Limits to this study
This analysis is conducted on software outcomes recorded by EPSRC-funded researchers: the important word is recorded. There’s a lot of software out there in the wild, but if it isn’t recorded in Researchfish® - and I suggest that the vast majority is not - it doesn’t exist as far as this analysis is concerned.
I was asked not to release the data that I used in this study. There are two options if you would like to reproduce the analysis. The first is to go to Gateway to Research and download the appropriate research outcomes for yourself, the second is to wait for my second post on this subject which will include the data relating to research outcomes from all Research Councils.
The EPSRC started using Researchfish® in 2014. Data for the period 2006-2014 was imported from the previous systems EPSRC used for recording research outcomes. I was advised that the period 2012-2016 held the most reliable data for software-related outcomes, so this analysis is limited to these years.
There has only been one data collection during 2016 (in February-March), so there are relatively few research outcomes recorded for 2016.

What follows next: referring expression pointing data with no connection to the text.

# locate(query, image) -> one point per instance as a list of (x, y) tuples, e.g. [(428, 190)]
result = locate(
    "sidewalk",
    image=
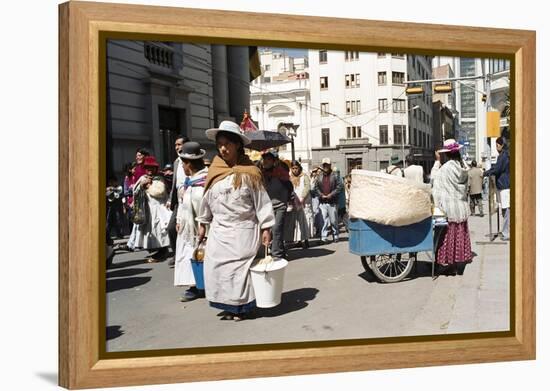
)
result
[(480, 299), (327, 295)]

Although I’ll refer simply to Software throughout this article, I’m actually talking about the four Types of Tech Product (in the parlance of Researchfish®) which represent software, namely: Software, Grid Application, e-Business Platform and Webtool/Application.
Researchers will occasionally record a research outcome against multiple projects, so I was advised to remove duplicates to prevent double counting. Researchfish® does not provide unique IDs (at least in the data that’s available to me), so the easiest way to find duplicates is to locate outcomes with identical entries in the Tech Product field. This field represents the user-provided name of the software, so it’s unlikely that accidental duplication would occur.
I would like to say a big thank you to the EPSRC's Louise Tillman for the talk that began this investigation, for supplying the research outcomes, and for reviewing this article.
I would like to say thank you to the EPSRC's Ben Ryan for sharing his in-depth knowledge of research outcomes and for his help refining my analysis.
Finally, thank you to Olivier Philippe who pulled the short straw and got lumbered with teaching me how to set up Python virtual environments.